Bem, além do relógio ter de ser fabricado da Alemanha, o que "define" um relógio como "alemão"? Quais são as características que numa rápida olhada, assim como períodos nas artes, como pintura, arquitetura, etc, define um item como pertencente a uma certa categoria?

Conforme narrado no meu texto sobre a história da relojoaria alemã ( http://relogiosmecanicos.com.br/curiosidades/no-coracao-da-relojoaria-alema/ ), Adolph Lange iniciou toda indústria em Glashutte com o patrocínio governamental, com o intuito de desenvolver uma região que, outrora próspera em virtude da mineração de prata, estava extremamente empobrecida.

Atualmente, quando pensamos em relojoaria alemã, o nome Lange nos vem imediatamente na cabeça, mas muito mais pela atual fábrica de patrão do que pelo homem. Pior. Temos a tendência de esquecer que Lange não foi sozinho para Glashutte e, também como narrado no meu texto, não produzia seus relógios completamente numa fábrica apenas. Assim como na Suíça, a divisão de trabalho entre especialistas sempre foi a tônica da indústria alemã.

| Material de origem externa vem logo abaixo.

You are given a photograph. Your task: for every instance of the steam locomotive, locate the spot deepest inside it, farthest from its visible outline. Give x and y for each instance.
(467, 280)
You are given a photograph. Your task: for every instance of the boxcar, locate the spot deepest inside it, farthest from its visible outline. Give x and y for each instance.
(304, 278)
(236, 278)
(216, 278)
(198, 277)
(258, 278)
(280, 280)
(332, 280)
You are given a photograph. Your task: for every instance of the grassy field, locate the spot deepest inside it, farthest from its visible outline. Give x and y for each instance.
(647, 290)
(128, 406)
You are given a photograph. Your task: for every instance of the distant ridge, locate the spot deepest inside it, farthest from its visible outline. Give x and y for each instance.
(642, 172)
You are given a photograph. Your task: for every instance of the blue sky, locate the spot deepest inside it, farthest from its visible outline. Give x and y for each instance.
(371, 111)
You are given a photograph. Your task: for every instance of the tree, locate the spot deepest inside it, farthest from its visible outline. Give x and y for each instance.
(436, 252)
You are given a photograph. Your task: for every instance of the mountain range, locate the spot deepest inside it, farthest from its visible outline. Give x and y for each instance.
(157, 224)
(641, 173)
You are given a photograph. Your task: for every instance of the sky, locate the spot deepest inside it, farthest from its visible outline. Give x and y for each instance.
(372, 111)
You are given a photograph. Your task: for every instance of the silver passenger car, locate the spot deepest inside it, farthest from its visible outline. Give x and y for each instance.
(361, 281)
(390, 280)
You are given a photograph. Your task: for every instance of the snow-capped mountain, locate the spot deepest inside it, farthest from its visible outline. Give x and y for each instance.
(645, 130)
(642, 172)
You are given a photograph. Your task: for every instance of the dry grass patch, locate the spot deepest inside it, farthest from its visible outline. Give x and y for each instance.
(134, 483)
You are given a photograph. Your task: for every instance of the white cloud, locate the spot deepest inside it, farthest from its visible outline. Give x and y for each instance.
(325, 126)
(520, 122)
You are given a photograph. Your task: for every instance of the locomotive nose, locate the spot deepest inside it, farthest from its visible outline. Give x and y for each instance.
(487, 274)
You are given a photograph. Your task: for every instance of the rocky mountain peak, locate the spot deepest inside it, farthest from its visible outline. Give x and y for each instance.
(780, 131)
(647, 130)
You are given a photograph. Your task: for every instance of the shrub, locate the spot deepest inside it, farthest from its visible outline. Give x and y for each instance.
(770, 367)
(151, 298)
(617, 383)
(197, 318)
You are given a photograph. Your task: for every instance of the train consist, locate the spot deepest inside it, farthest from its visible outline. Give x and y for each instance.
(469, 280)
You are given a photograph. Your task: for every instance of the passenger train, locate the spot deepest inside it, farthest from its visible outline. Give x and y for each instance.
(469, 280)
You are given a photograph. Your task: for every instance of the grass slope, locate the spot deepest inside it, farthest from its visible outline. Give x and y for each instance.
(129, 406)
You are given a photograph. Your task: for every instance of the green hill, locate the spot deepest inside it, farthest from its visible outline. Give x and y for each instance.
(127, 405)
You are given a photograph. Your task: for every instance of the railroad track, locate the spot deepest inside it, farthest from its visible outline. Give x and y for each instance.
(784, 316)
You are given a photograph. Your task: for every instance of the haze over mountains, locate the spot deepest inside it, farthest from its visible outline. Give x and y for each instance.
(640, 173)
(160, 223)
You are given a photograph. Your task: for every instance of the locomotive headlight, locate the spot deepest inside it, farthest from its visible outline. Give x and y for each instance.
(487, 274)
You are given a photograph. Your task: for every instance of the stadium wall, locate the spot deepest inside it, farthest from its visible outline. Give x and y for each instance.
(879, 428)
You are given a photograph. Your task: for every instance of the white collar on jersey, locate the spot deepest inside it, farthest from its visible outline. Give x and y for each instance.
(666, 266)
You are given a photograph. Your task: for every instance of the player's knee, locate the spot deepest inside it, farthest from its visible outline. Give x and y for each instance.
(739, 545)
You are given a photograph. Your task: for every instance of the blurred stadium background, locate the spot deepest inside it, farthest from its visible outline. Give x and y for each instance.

Em Glashutte, os projetos de movimentos eram compartilhados entre todas as fábricas, como Union, Lange, Assman e Grossmann. O que tinham em comum? Número de série de ebauches, não da produção de cada marca (o que torna a classificação dos relógios alemães antigos diferente da Suíça, por exemplo, onde cada fábrica tem seu próprio número de série), e fabricação e projeto de apenas um construtor: Grossmann.

Mas poucos se lembram ou sequer sabem disso. Tendem a imaginar que, no passado, antes do ressurgimento da relojoaria alemã "moderna", os ebauches usados pela Lange eram próprios. Não eram...Tudo Grossmann.

E foi Grossmann que, ao evoluir seu ebauche básico, criou o que viria a ser definido como características de um relógio alemão.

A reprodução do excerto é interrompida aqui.